Judging by radiocarbon dating performed at the University of Groningen (Netherlands), the little mammoth perished during the Kargin interglacial period, 413,000 ±900 years ago. The sediments that contained the mammoth’s dead body preserved pollen, which mainly belonged to herbaceous and shrubby plants. The little mammoth lived among sedge and motley grass swamps. Now, these places are covered by larch woodland with a touch of alder-trees.
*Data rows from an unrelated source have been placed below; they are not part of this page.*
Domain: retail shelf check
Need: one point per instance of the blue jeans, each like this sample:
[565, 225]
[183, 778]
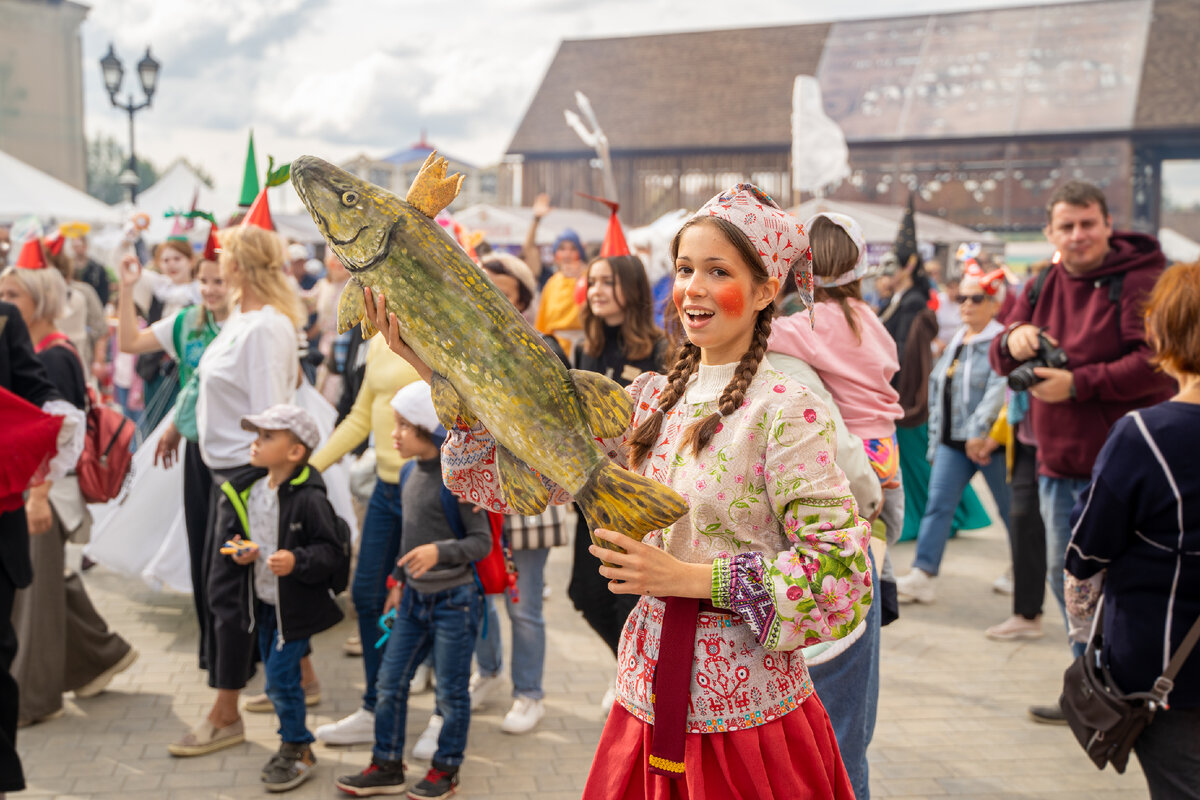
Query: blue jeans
[951, 474]
[849, 687]
[282, 667]
[528, 629]
[445, 623]
[378, 548]
[1056, 498]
Specialists have checked the Oimyakon mammoth for presence of particularly dangerous infections, but found nothing. The baby did not die from an infectious disease. Apparently, it got stuck and drowned in a waterlogged place. Complete hair shedding and skin exfoliation on some parts of the body testify to the fact that the mammoth’s body stayed in water for a long time. Most probably, the little mammoth drowned in autumn, because its body froze into the ice soon and then it was covered by mudslide, thanks to which the body remained in the frozen state.
At present, the baby mammoth is still frozen. The researchers are sure that integrated study of this object will provide the scientific community with a lot of new data about the height, development, molecular and genetic peculiarities of the mammoths, as well as multiple data on paleo-ecology of the late pleistocene.